Following the successful approval of the KRAS inhibitor Krazati, Mirati Therapeutics’ CEO David Meek has made an abrupt exit from the company, effective immediately.
This leadership change was disclosed by Mirati on Tuesday alongside its second-quarter financial results. Notably, Krazati achieved $13.4 million in sales during this period, surpassing the expectations of Wall Street.
The departure of Meek has disrupted the retirement plans of Mirati’s founder and president, Charles Baum, M.D., Ph.D., who had intended to step down by the end of June. Consequently, Baum, who handed over leadership to Meek only two years ago, will temporarily reassume the CEO role while Mirati initiates a search for a permanent replacement.
Meek received recognition for guiding Krazati through the FDA approval process, competing against Amgen’s Lumakras, the first KRAS inhibitor to market. However, a setback emerged when the European Medicines Agency recently declined to endorse Krazati, citing inadequate data to meet certain requirements for a conditional approval.

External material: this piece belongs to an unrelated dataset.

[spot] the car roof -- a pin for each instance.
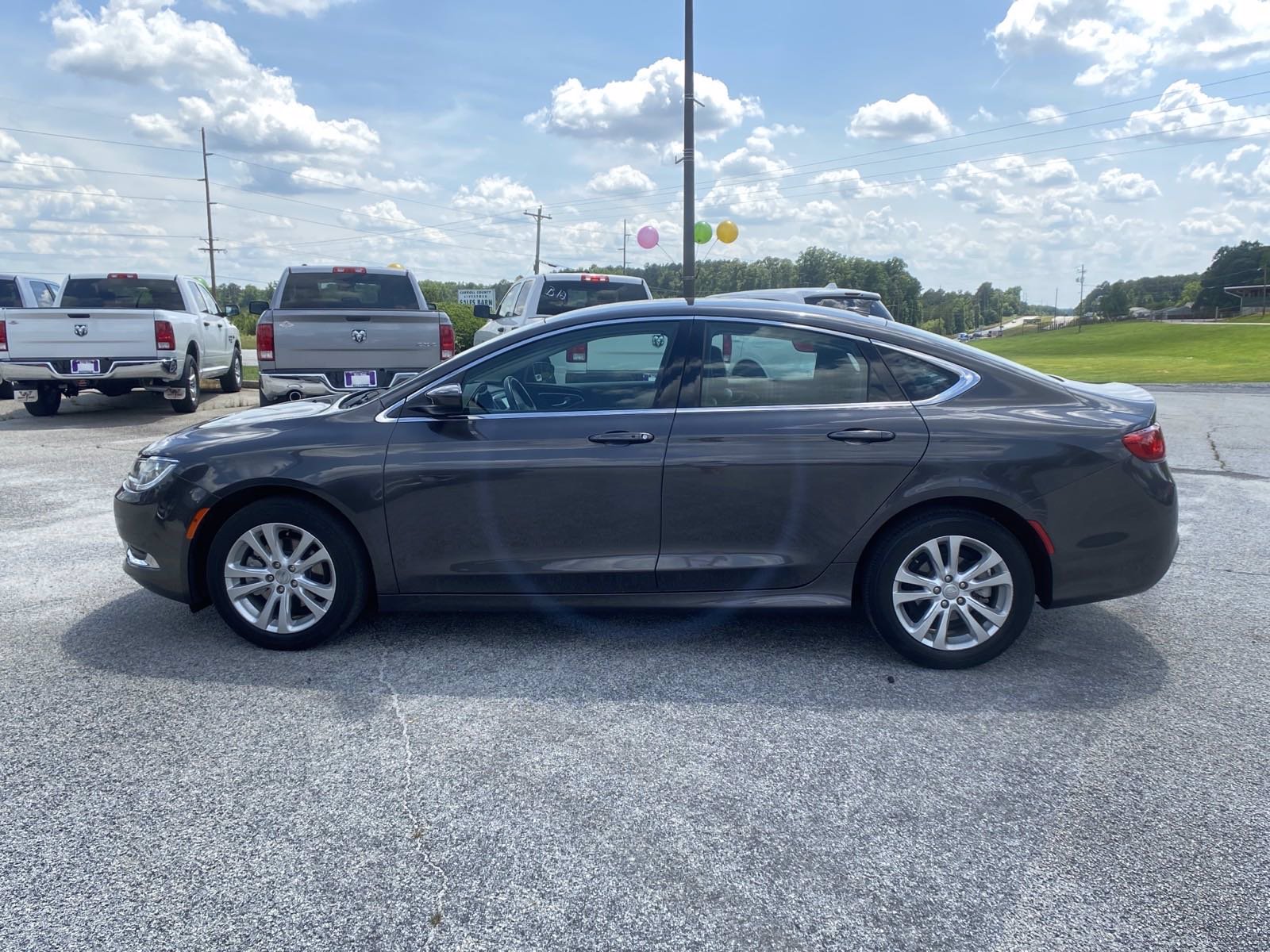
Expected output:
(577, 276)
(802, 294)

In recent months, skepticism has grown around Krazati and the long-term value of KRAS inhibitors. Meek’s sudden departure further challenges confidence, particularly as Mirati prepares to embark on a new Phase III trial.
Simultaneously, Mirati revealed plans for a Phase III trial to evaluate the combination of Krazati and Keytruda in newly diagnosed KRAS G12C-mutated non-small cell lung cancer (NSCLC) patients with high PD-L1 expression (at least 50% on the tumor proportion score). This decision was based on interim results from the phase 2 KRYSTAL-7 trial. However, the initial tumor shrinkage data from this inclusive KRAS-mutant NSCLC group had disappointed investors back in December.

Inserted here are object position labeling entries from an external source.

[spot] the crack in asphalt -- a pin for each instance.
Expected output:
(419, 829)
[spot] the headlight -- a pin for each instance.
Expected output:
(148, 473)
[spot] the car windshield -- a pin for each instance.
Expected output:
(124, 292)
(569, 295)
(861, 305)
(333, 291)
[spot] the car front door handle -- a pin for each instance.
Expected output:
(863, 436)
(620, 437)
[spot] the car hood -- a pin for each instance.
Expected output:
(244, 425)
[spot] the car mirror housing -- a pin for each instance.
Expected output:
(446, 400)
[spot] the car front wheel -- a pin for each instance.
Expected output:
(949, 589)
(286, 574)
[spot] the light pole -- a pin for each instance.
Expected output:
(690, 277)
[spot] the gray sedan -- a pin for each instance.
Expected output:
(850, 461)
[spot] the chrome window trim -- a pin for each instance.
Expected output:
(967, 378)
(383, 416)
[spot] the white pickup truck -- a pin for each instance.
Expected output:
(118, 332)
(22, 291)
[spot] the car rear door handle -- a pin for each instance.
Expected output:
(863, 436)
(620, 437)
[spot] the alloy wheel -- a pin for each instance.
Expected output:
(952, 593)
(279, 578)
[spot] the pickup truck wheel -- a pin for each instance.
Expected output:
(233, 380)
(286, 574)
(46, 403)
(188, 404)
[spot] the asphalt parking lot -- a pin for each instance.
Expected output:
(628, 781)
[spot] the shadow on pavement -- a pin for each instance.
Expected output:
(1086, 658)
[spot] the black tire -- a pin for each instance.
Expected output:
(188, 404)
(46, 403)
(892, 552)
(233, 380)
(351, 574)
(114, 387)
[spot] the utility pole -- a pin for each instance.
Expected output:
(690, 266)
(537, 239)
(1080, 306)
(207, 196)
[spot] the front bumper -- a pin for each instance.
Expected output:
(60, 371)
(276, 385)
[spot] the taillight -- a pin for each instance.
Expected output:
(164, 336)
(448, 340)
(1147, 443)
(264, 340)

In an updated analysis of PD-L1-high patients released on Tuesday, Mirati announced that the Krazati-Keytruda combination demonstrated a confirmed overall response rate of 63%, notably higher than the historical range of 39% to 45% observed with Keytruda monotherapy. Although the new rate was only slightly improved from the 59% reported in December, it pertained to a larger patient group with an extended follow-up period.

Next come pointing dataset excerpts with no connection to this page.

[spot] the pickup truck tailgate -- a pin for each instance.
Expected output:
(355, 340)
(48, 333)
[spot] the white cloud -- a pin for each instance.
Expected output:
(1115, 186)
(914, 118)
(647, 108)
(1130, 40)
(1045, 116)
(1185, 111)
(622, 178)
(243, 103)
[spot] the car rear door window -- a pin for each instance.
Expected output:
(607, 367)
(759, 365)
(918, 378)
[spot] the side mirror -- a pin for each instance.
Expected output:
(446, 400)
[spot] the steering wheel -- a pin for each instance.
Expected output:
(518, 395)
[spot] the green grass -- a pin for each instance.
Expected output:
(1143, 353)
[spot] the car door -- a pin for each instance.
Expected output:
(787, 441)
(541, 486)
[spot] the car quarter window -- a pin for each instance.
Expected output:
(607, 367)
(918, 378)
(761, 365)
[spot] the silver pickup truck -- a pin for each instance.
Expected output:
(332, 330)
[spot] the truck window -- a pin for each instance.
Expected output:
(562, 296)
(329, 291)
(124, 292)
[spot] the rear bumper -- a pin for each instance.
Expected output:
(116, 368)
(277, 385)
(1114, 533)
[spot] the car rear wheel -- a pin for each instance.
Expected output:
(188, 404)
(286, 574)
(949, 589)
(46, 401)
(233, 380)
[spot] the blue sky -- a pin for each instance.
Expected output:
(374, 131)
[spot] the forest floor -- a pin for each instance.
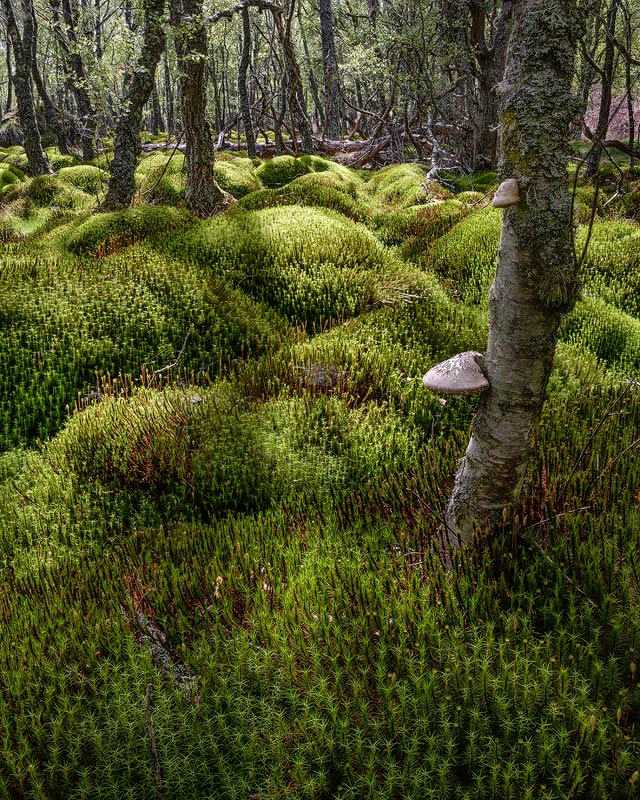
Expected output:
(221, 483)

Mirati intends to launch the phase III trial by the end of the year. The study will focus on KRAS G12C-mutant NSCLC patients with high PD-L1 expression, using Keytruda monotherapy as the control. While the detailed trial design, including size, is still being finalized with the FDA, Mirati anticipates enrolling around 500 patients and using progression-free survival as the primary endpoint.
Mirati emphasized that this indication holds significant potential in both the US and Europe, with over 30,000 first-line patients. Notably, this new trial deviates from Mirati’s original plan, which was to explore the Krazati-Keytruda combination in PD-L1-low patients.
Additionally, Mirati has initiated another Phase II trial, designated KRYSTAL-17, which incorporates Krazati into both Keytruda and chemotherapy. Depending on the outcomes, the company plans to make decisions regarding the lower TPS indication in the first half of 2024. This subgroup accounts for approximately 60% of all KRAS G12C patients.